If labour be undeniably a physiologic process for the birth of human offspring, and if anatomy and physiology have proved that this process cannot be obtained without fulfilling the Divine enunciation, ‘that in sorrow and pain woman should bring forth’, the whole of this being notwithstanding perfectly consistent with the health of mother and child,--what doctrine can be an excuse for mischievous meddling with such a miracle of contrivance?
Some of the criticism was undeniable valid.  There had been deaths with the use of chloroform. Indeed, its popularity was such as to lead to inexperienced, and even those totally untrained in medical procedures, to act as anaesthetists. Beyond that, even those with a degree of medical training were not necessarily conversant with the best means of administering chloroform and in some cases may have been dangerously enthusiastic in its use. 

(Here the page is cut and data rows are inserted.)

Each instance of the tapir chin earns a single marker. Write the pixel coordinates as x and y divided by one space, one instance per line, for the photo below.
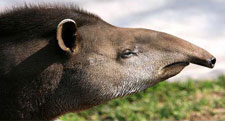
59 59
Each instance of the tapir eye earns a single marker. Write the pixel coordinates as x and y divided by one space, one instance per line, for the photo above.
128 53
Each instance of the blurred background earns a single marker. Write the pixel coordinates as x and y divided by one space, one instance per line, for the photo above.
201 22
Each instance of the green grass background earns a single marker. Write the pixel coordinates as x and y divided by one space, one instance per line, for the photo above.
191 100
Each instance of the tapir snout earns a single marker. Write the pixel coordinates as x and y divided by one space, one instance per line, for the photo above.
193 53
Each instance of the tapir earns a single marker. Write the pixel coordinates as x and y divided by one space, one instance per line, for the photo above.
56 59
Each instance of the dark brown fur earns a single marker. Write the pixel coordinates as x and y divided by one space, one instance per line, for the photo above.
40 81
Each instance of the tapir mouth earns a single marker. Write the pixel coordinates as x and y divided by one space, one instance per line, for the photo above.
174 68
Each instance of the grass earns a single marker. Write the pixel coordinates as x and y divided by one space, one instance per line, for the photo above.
191 100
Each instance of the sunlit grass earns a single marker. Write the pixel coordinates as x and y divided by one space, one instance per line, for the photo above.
192 100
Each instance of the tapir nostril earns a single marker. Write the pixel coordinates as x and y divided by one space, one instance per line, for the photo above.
212 62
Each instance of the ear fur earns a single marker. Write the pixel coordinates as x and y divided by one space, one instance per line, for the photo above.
66 35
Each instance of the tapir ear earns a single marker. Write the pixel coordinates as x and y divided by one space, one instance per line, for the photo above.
67 35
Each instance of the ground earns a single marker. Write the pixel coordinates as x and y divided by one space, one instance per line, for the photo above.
191 100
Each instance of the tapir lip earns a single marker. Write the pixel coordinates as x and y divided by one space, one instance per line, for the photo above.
172 69
179 63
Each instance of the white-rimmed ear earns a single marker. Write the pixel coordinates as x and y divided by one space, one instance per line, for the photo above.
67 35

John Snow, however, was meticulous and careful.  He was concerned about regulating the dosage and even developed a mask for proper administration of chloroform although this was not used with Victoria. Instead he employed the “open-drop” method where the chloroform was dropped onto a cloth covering the face of the Queen.

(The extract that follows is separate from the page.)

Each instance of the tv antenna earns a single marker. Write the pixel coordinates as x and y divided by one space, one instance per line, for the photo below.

Snow was not the first doctor to use chloroform.  It was first used in childbirth by James Young Simpson, Professor of Midwifery in the University of Edinburgh, who had discovered its properties in 1847. Simpson reported his cases in The Lancet, detailing nine of these in the issue of 11 December 1847. In the first case it was the mother’s second birth. “In her first confinement she had been three days in labour, and the infant had at last been removed by craniotomy.”*** Of the effect of the chloroform in the first case he wrote; the patient
...did not awake till after the placenta was removed, and then spoke of having “enjoyed a very comfortable sleep.” She was not in any degree aware that the child was born; and when, in a few minutes, it was brought in . . . I was a matter of no small difficulty to persuade the astonished and delighted mother  that the child … was really her own infant.

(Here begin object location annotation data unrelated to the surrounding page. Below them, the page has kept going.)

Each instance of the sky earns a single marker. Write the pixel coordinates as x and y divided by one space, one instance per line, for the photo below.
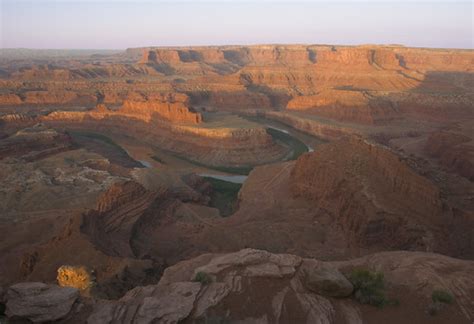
120 24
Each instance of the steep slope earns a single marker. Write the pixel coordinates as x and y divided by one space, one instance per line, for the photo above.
255 286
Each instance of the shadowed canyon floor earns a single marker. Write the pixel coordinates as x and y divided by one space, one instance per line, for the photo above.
237 184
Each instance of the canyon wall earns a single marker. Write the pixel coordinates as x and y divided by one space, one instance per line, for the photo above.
375 196
162 125
361 84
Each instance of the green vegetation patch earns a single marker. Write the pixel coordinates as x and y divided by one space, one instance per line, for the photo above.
98 137
224 195
114 152
297 146
369 288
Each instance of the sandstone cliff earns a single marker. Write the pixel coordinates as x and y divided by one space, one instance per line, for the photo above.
375 195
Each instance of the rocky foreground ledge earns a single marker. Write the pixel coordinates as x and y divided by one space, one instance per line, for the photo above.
255 286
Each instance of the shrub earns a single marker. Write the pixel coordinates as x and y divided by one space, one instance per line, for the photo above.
203 278
442 296
369 288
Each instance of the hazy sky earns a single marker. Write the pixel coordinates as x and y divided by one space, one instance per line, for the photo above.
120 24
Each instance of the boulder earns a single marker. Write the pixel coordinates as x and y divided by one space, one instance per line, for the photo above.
325 280
40 302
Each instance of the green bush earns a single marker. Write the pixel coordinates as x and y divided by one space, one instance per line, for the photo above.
369 288
442 296
203 278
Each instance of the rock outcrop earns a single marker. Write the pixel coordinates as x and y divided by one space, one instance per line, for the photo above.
376 197
38 302
34 143
255 286
454 151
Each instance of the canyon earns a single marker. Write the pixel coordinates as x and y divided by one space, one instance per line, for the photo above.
177 184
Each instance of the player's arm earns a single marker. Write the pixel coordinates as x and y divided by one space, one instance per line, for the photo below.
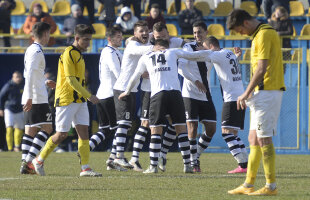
259 73
134 79
113 63
3 98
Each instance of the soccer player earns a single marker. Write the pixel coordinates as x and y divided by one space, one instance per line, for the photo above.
70 101
125 108
166 98
38 117
263 95
160 31
12 110
226 65
109 70
198 106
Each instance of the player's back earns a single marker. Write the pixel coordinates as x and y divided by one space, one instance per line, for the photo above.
163 70
229 73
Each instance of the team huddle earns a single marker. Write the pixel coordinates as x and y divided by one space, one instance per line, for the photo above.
158 59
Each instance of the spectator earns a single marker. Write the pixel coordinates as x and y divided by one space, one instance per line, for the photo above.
6 6
136 6
281 22
126 21
188 16
270 5
38 15
155 16
108 14
71 22
161 4
90 5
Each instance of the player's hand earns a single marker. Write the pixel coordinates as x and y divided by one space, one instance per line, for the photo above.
51 84
241 101
201 87
93 99
145 75
27 107
122 95
238 52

It was the work of Simpson and Snow that effectively changed the nature of childbirth through the introduction of the use of chloroform.  Questions as to its safety were effectively laid to rest in 1853 with its use by Queen Victoria, and by the time of his death in 1858, at the age of 45, He had, according to Sir Peter Froggatt,
… no deaths in over 4000 chloroform cases, often bad risk ones, … he anaesthetised for over 30 leading London surgeons and included the Queen and members of the social and commercial élite among his cases …


**A minim is 1/60th of a fluid dram or about the equal of one drop.

***Craniotomy involved the reduction in the size of the unborn child’s head and was used where labour was obstructed.  It was used in cases of foetal death and made vaginal delivery possible rather than run the far greater risk of performing a caesarean section before the advent of anaesthetics.